La familia iba aumentando. En total fuimos diez hermanos, de los que yo era el cuarto, y mis padres buscaron una casa más grande, que encontraron en la calle del “Duende”, un poco más arriba de la placeta del “Conde Luque”, donde estuvo la “Zona” y años después, “Cáritas”. Casa que ahora pertenece a Rosa Martínez, abogada.
Pues bien, como os iba contando, cuando tenía unos nueva años, mis hermanos y yo en lo único en que pensábamos era en correr, saltar, jugar y … pelear.
Mis padres, viendo que les íbamos a destrozar la nueva casa, nos regalaron, prestaron un corral de la casa, que de nada servía, por haber otros mejor acondicionados para gallinas y demás animales comestibles.

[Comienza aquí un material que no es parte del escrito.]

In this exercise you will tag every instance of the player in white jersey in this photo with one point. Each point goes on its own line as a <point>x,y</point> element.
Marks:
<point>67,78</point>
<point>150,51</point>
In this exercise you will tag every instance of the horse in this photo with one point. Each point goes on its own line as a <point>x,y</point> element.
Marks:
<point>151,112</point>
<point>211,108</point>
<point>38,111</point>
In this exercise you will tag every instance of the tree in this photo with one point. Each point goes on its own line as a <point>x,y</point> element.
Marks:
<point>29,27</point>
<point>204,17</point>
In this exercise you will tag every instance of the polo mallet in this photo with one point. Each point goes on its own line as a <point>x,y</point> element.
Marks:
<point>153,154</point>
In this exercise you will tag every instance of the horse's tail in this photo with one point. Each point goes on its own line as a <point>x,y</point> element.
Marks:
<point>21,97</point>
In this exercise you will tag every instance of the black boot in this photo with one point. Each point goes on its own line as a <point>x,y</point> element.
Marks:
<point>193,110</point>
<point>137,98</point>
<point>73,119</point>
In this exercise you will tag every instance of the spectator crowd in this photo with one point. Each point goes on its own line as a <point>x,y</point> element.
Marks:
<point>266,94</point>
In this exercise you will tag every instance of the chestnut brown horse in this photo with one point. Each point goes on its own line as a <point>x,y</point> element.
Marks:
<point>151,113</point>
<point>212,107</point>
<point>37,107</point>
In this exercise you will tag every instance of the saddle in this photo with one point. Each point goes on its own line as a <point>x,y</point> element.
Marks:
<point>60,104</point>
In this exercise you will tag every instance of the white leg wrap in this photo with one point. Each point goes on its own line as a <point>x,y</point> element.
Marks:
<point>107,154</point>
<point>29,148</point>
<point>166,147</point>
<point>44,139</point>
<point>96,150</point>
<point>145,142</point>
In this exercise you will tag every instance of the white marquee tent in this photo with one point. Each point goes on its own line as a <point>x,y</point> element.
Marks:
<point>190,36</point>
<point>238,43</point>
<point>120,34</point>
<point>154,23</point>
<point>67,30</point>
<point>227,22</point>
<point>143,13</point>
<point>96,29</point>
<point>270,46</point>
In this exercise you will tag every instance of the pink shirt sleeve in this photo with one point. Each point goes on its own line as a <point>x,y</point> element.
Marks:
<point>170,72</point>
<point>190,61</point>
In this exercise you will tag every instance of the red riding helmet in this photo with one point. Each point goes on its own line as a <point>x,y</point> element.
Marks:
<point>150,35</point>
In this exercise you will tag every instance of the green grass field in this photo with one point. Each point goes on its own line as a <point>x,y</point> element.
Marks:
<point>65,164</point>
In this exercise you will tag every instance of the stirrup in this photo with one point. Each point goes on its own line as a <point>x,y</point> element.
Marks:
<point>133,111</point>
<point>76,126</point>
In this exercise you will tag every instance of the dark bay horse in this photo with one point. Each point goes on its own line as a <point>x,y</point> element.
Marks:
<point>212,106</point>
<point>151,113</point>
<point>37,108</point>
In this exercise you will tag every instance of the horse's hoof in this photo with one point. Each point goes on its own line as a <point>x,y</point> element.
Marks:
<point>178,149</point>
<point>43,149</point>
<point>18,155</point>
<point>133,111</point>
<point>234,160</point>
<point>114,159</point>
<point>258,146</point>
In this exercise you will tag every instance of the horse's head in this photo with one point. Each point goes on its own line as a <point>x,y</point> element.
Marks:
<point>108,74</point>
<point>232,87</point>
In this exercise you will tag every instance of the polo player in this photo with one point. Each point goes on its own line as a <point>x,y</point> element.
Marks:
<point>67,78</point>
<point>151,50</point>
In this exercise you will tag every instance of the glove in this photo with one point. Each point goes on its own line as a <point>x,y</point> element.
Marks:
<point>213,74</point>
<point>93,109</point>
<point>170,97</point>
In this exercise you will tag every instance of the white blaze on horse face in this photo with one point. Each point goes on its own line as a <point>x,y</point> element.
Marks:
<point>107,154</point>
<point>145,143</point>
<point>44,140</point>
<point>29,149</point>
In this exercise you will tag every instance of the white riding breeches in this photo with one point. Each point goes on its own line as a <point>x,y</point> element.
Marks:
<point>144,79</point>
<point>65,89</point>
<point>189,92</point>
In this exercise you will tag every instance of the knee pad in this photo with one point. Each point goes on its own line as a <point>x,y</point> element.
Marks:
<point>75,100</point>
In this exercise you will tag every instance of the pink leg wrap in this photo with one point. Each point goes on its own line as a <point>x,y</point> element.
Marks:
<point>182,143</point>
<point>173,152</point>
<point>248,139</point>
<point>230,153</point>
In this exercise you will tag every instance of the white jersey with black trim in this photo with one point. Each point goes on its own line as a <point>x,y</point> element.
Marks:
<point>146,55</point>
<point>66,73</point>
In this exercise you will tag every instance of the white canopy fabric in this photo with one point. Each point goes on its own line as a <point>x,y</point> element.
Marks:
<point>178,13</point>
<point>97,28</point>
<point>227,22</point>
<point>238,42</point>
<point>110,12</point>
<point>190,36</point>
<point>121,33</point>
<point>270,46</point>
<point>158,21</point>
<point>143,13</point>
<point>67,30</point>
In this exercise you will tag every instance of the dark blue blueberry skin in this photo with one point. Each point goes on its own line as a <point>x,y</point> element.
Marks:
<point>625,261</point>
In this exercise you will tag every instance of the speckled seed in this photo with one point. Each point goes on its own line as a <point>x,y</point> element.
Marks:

Hicimos el reparto del corral en diez lotes, dejando en medio la calle para “vía pública”.
Desde ese momento todas las horas que nos dejaban libres, escuelas y colegios, las pasábamos con el azadón y el escardillo en la mano, o sacando agua del pozo, o haciendo estanques y acequias, o… pintando verjas en las tapias con almagra y almazarrón, o... cambiando entre nosotros tales o cuales frutos o semillas. Pasaron ¡Ay! Aquellos años… los hermanos más pequeños fueron heredando las abandonadas huertas de los mayores, según que éstos iban casándose o yéndose del hogar paterno.

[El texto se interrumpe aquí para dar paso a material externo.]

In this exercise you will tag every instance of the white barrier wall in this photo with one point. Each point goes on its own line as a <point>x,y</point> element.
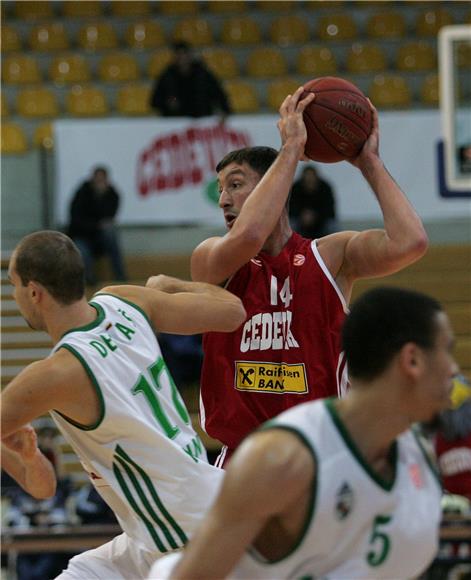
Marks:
<point>164,168</point>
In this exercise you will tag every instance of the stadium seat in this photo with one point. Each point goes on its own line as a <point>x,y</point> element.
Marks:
<point>128,9</point>
<point>133,100</point>
<point>242,96</point>
<point>416,56</point>
<point>170,8</point>
<point>222,62</point>
<point>316,61</point>
<point>34,10</point>
<point>336,27</point>
<point>386,25</point>
<point>227,6</point>
<point>428,23</point>
<point>289,29</point>
<point>266,62</point>
<point>118,67</point>
<point>390,91</point>
<point>144,35</point>
<point>48,37</point>
<point>20,69</point>
<point>195,31</point>
<point>430,90</point>
<point>365,58</point>
<point>240,31</point>
<point>81,9</point>
<point>69,68</point>
<point>40,102</point>
<point>158,61</point>
<point>97,36</point>
<point>86,101</point>
<point>278,91</point>
<point>13,139</point>
<point>10,39</point>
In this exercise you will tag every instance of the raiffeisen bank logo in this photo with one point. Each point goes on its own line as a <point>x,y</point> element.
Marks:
<point>187,158</point>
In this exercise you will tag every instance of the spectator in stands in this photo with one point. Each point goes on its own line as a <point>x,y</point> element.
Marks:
<point>92,226</point>
<point>312,205</point>
<point>186,88</point>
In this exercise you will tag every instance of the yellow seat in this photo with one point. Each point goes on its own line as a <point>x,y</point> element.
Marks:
<point>158,62</point>
<point>221,62</point>
<point>266,62</point>
<point>315,61</point>
<point>242,96</point>
<point>20,69</point>
<point>386,25</point>
<point>40,102</point>
<point>278,90</point>
<point>48,37</point>
<point>10,39</point>
<point>86,101</point>
<point>34,10</point>
<point>289,29</point>
<point>365,58</point>
<point>118,67</point>
<point>81,9</point>
<point>133,100</point>
<point>69,68</point>
<point>416,56</point>
<point>195,31</point>
<point>44,136</point>
<point>144,35</point>
<point>429,22</point>
<point>97,36</point>
<point>170,7</point>
<point>336,27</point>
<point>227,6</point>
<point>390,91</point>
<point>430,90</point>
<point>240,31</point>
<point>13,139</point>
<point>126,8</point>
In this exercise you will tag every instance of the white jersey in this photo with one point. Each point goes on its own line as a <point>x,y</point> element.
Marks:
<point>142,455</point>
<point>357,526</point>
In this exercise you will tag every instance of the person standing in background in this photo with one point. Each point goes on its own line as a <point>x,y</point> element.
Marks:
<point>312,205</point>
<point>92,224</point>
<point>186,88</point>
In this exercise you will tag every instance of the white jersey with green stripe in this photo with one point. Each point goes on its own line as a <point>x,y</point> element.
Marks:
<point>358,526</point>
<point>142,455</point>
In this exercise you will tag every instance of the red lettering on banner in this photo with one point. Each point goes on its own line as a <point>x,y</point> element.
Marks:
<point>185,158</point>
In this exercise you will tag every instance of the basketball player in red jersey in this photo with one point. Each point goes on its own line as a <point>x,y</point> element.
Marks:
<point>295,290</point>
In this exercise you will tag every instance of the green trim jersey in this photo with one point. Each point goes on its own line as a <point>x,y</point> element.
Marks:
<point>142,455</point>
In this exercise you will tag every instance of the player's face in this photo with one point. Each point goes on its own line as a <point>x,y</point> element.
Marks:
<point>236,182</point>
<point>440,368</point>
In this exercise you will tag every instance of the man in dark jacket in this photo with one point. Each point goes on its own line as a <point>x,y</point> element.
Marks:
<point>186,88</point>
<point>92,227</point>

Uno de mis hermanos, Fernando José, murió cuando tenía nueve años. Su propiedad fue sembrada de siemprevivas… Comencé en broma a hablar de mis juegos en la niñez y ya no caben lágrimas en mis ojos…
En fin, sigamos. Mi primer maestro fue don Luis de la Oliva. Entré en su escuela con tres años y medio, y salí de ella con nueve años, para ponerme a estudiar gramática latina, que aprobé dos años más tarde. Con catorce y medio ya era bachiller en filosofía, y me fui a Granada, donde me matriculé en derecho. Pero no llevaba aun tres meses en Granada cuando, las dificultades económicas de una familia tan numerosa, me hicieron volver a Guadix. Me matriculé en el Seminario con gran alegría de mi madre, que creo que ya daba por hecho que iba a ser, como mínimo, madre del obispo o quizá… ¡quién sabe!.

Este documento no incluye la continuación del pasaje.